It is important to install hand rails inside any handicap shower. Shower floors can become very slippery once they have been used, and bars or rails can be essential in preventing a person from slipping over and hurting themselves. Grab bars or rails can also be useful for those with limited mobility, as they can be useful in climbing over even low thresholds, or helping to support someone standing upright. Installing a grip rail in a handicap shower room is a good idea even when the person is relatively mobile, as it can serve as an insurance in case mobility decreases (as in arthritis, for example), or provide assistance in leaving the shower once it has been used. The position of the rail is vital in protecting the user, and tight fittings can also help to ensure that the rail works well.
In order to find the best position for your handicap shower rail, it is a good idea for the person with the disability to test it out for themselves. If you are installing the rail for your own use, remember that you will need to place it in a convenient place, so that you can grab it quickly if you slip. An ideal place to position the rail is between the shower head support and the shower controls. There is usually space there for a rail, but don't position it too high up, as it can be dangerous.
Once you know where the rail should go, you should decide upon the type of material the rail should be made from. Rails can be made with wood finish, in metal, or of PVC. Metal is a traditional handicap shower rail material, but it can cause problems in a shower room, as it is liable to become slippery. A disabled person slipping in the shower is likely to have wet hands, so this is something to look out for. Wood is less likely to become soapy, as it can absorb water, but there is the risk of mold and wood rot building up. The disabled person should, of course, be allowed to choose whatever material he would like.

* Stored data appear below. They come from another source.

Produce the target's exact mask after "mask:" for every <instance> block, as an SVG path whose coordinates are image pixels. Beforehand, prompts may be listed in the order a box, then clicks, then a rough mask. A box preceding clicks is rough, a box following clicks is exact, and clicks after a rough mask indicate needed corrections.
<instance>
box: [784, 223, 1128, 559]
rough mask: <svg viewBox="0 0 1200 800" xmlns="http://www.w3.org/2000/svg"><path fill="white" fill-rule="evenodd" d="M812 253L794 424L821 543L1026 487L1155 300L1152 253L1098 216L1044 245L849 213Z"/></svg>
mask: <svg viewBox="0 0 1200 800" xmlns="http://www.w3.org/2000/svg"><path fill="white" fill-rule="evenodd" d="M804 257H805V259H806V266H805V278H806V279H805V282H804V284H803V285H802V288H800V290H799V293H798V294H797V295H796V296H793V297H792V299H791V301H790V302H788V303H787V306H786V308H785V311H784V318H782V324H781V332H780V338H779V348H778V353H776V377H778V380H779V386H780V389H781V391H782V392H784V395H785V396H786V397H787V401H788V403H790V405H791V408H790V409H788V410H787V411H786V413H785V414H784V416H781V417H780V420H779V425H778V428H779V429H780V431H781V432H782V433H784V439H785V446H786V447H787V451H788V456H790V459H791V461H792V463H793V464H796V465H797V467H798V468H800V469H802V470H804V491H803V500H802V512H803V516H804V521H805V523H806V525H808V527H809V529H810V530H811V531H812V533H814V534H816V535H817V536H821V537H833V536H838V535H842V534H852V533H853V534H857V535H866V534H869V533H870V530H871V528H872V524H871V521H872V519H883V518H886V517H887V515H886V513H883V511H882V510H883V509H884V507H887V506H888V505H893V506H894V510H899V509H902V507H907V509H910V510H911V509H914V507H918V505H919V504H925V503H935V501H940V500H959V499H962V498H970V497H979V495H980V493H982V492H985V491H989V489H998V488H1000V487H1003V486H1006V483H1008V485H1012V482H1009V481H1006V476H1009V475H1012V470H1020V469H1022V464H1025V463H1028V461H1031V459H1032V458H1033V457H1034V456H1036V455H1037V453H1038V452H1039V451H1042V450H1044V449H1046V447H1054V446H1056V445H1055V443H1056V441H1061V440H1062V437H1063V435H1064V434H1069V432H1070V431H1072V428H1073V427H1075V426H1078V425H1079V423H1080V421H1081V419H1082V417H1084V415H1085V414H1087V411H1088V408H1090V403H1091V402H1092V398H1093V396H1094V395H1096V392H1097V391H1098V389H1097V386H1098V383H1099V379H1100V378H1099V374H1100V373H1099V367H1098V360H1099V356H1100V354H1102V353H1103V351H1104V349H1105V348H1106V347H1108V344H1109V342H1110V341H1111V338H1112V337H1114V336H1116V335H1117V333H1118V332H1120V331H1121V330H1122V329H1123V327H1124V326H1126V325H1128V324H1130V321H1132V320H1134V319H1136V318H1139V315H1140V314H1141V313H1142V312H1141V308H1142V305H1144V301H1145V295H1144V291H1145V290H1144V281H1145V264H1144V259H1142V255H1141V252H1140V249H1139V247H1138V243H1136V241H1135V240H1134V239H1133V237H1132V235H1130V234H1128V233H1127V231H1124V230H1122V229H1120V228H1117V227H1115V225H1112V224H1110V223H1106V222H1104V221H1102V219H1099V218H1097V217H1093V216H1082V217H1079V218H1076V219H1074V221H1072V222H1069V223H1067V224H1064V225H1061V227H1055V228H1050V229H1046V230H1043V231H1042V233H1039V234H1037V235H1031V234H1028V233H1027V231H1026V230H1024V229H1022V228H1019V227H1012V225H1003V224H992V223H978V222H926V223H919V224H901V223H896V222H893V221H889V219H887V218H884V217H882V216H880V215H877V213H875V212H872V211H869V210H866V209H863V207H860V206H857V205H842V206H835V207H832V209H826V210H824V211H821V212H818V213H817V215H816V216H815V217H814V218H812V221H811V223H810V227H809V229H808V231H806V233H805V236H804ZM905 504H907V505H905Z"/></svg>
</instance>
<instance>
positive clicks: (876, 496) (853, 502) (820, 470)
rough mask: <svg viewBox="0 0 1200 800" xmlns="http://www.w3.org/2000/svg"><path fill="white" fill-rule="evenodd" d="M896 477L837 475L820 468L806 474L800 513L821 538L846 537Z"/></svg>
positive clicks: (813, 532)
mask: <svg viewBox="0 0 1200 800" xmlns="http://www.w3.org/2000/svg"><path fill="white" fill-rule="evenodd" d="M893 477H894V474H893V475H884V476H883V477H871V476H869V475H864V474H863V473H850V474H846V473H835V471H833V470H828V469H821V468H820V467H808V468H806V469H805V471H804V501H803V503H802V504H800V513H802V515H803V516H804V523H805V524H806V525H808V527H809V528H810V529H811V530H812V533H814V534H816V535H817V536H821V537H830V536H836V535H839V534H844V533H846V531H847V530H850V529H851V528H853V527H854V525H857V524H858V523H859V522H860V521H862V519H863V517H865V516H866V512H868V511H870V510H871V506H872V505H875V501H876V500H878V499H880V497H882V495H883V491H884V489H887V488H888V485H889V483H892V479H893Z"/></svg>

The fittings are vital when installing a handicap shower rail. The fittings are designed to prevent the rail from moving during use, and also to take great pressure should the disabled person need to support themselves upon it. Fittings should be used with extra-long screws, in order to ensure that they are firmly attached to the walls, and the installer should check regularly that the rail is not working itself loose. Shower rails should be placed at a level height, to prevent sliding, and the fittings should be made from water-resistant metals and other elements. A shower rail that is intended to pull a disabled person across the threshold should also be glued firmly to the wall, to make doubly sure that there is no separation of wall and rail while it is being used.